What Does the Minimum Wage Do?

What Does the Minimum Wage Do? PDF Author: Dale Belman
Publisher: W.E. Upjohn Institute
ISBN: 0880994568
Category : Political Science
Languages : en
Pages : 489

Get Book

Book Description
Belman and Wolfson perform a meta-analysis on scores of published studies on the effects of the minimum wage to determine its impacts on employment, wages, poverty, and more.

Men, Wage Work and Family

Men, Wage Work and Family PDF Author: Paula McDonald
Publisher: Routledge
ISBN: 1136293957
Category : Business & Economics
Languages : en
Pages : 186

Get Book

Book Description
In the last two decades there has been a plethora of research on a range of subjects collectively and rhetorically known as ‘work-life balance’. The bulk of this research, which spans disciplines including feminist sociology, industrial relations and management, has focused on the significant concerns of employed women and/or dual career couples. Less attention has been devoted to scholarship which explicitly examines men and masculinities in this context. Meanwhile, public and organizational discourse is largely espoused in gender neutral terms, often neglecting salient gendered issues which differentially impact the ability of women and men to successfully integrate their work and non-work lives. This edited book brings together empirical studies of the work-life nexus with a specific focus on men’s working time arrangements, how men navigate and traverse paid work and family commitments, and the impact of public and organizational policies on men’s participation in work, leisure, and other life domains. The book is innovative in that it presents both macro (institutional, how policy affects practice) and micro (individual, from men’s own perspectives) level studies, allowing for a rich and contrasting exploration of how men’s participation in paid work and other domains is divided, conflicted, or integrated. The essays in this volume address issues of fundamental social, labor market, and economic change which have occurred over the last 20 years and which have profoundly affected the way work, care, leisure and community have evolved in different contexts. Taking an international focus, Men, Wage Work and Family contrasts various public and organizational policies and how these policies impact men’s opportunities and participation in paid work and non-work domains in industrialised countries in Europe, North America, and Australia.
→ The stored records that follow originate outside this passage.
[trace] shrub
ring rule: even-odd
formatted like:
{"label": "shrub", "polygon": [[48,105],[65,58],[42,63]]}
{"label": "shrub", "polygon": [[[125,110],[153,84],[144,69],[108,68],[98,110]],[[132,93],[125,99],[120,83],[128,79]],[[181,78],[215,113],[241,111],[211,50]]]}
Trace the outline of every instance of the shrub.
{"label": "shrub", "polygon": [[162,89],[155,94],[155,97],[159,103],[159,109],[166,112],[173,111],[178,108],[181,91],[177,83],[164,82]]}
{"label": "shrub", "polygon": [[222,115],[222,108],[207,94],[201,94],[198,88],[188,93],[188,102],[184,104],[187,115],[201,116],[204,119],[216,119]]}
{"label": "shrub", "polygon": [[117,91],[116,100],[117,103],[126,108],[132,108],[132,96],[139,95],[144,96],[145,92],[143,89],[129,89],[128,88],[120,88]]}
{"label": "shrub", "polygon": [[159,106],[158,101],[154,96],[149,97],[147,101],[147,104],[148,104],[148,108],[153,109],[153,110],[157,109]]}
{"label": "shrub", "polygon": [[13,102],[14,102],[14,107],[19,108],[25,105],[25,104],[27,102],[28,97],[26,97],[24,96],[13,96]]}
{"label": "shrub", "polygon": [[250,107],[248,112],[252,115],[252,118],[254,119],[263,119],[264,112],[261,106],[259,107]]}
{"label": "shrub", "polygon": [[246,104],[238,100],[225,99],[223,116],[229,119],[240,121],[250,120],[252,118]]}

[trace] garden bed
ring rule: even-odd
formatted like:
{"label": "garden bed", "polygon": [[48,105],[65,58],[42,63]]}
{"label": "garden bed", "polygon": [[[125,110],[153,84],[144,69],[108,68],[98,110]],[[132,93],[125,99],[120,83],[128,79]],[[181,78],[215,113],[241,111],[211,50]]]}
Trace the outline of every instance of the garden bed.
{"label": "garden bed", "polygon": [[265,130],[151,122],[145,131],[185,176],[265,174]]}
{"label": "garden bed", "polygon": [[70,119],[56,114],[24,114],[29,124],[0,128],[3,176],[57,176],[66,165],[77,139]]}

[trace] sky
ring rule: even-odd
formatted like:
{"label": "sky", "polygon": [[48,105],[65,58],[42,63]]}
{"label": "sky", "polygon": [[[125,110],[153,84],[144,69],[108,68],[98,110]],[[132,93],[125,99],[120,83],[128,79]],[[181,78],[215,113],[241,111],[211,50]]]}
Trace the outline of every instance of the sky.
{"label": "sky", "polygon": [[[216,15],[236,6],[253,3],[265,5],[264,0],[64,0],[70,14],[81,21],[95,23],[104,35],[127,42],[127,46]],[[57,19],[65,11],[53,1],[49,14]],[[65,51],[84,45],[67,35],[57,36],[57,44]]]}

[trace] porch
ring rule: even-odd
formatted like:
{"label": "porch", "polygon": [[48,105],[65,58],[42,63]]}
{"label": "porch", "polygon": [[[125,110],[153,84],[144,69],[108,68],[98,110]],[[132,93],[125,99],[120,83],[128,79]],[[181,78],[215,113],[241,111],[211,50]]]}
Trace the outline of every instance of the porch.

Welfare, the Working Poor, and Labor

Welfare, the Working Poor, and Labor PDF Author: Louise Simmons
Publisher: M.E. Sharpe
ISBN: 9780765630926
Category : Business & Economics
Languages : en
Pages : 196

Get Book

Book Description
Since the enactment of the Personal Responsibility and Work Opportunity Reconciliation Act, it has become clear that the issues associated with welfare are now inextricably woven into the problems of low-wage work. In this volume leading commentators on the labor scene analyze poverty and welfare reform within a context of low-wage work and the contours of the labor market that welfare recipients are entering. Given the new welfare reform regime of time limits and work requirements, problems of welfare cannot be separated from problems of work, politics, organizing, and other questions of social and economic policy. Although there have been many volumes on welfare reform, the unique contribution of this work is that it brings labor into the discussion and creates a bridge between the domains of labor and welfare.